It's that magical time of year again - not the holiday season - the time of year when our clocks "fall back" an hour. And while there's a lot to cheer about when it comes to a potential extra hour in bed, there's also some funky stuff that happens when Daylight Saving Time ends, and we're figuring out the "why" of them all.
1. "Wait...What was I doing?"
You'd think that an extra hour for sleeping would mean more of us would be well rested, but it's actually the opposite for the first week after our clocks change. A lot of people feel decreases in performance, concentration, and memory after their clocks fall back an hour.
The main reason is that a lot of us end up having trouble adjusting to going to sleep "later" after the time change since we still have to wake up fairly early in the morning. Because, let's be honest, even with the extra hour we get for sleep, few of us are actually using it to sleep. We usually spend it binge watching one more episode of Stranger Things.
2. Darker Days are Here for Retail
In one JPMorgan Chase study, researchers found that after our clocks fall back an hour, people also tend to spend less at local retailers - 3.5% less, to be exact. Since the end of DST makes it get darker earlier, many potential shoppers get out of work when it's starting to get dark out.
This messes with the impulse decision we sometimes get to go out and buy something before heading home. The fact that its dark out makes people feel they should go home and start on dinner before it gets too late - even if it is only 5pm. Basically, DST turns our brains into our parents, shouting at us to be home before supper time.
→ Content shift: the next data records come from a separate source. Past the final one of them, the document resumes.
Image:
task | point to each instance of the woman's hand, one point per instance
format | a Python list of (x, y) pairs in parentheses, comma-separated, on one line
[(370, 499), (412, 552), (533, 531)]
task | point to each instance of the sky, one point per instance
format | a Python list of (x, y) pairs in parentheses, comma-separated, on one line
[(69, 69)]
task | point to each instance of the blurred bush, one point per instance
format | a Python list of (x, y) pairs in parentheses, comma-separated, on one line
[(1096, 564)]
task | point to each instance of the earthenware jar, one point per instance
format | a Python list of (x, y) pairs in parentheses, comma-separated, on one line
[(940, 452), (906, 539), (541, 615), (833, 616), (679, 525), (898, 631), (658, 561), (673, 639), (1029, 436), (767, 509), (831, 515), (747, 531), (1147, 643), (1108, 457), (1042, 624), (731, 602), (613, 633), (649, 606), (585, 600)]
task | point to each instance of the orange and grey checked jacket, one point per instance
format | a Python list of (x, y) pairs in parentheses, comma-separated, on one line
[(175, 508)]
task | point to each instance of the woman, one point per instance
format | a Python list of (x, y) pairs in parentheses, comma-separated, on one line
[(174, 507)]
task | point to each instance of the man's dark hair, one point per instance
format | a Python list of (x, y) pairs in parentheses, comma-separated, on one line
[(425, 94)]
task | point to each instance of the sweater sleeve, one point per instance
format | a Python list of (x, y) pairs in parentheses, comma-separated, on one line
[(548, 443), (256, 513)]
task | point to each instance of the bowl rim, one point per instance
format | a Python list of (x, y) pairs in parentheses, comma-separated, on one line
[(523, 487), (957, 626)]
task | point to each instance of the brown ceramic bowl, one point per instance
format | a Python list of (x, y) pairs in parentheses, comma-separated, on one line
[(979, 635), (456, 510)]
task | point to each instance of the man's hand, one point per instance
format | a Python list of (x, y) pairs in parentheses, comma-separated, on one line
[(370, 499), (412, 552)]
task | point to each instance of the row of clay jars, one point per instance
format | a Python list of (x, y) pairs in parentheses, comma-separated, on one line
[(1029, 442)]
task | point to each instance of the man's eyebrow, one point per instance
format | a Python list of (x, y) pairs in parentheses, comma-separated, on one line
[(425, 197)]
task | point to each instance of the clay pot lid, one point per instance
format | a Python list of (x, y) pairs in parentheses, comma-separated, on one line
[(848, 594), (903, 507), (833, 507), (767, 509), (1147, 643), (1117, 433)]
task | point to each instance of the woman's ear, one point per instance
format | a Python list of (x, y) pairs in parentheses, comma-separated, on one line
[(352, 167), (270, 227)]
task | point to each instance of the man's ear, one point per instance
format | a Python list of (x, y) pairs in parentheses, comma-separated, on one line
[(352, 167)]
3. Your Heart "Hearts" Sleep
One nice thing about the extra hour of potential snooze time is the decrease in heart attacks. Apparently, insufficient sleep can mess with your body's hormones and increase the levels of chemicals that can contribute to heart disease. So hit the snooze button a couple of times - your heart might actually appreciate it.
4. Beep, Beep
According to the New England Journal of Medicine, when DST ends in Canada, the amount of car accidents decreases slightly. The researchers figured that with the extra hour of sleep and extra sun in the morning, Canadian drivers have fewer lapses of attention during daily activities, like driving in traffic.
But here's where things get interesting: In the US, accidents increase on the Sunday after the fall time change. Livescience.com says that it might be due to the fact that subtle changes in sleep patterns can alter alertness until our bodies adjust to our new sleep schedule; but Health.Harvard.Edu has a different theory which is, "perhaps Americans are more likely than Canadians to use their extra hour...for partying and wee-hour driving". Tell us how you really feel, Harvard.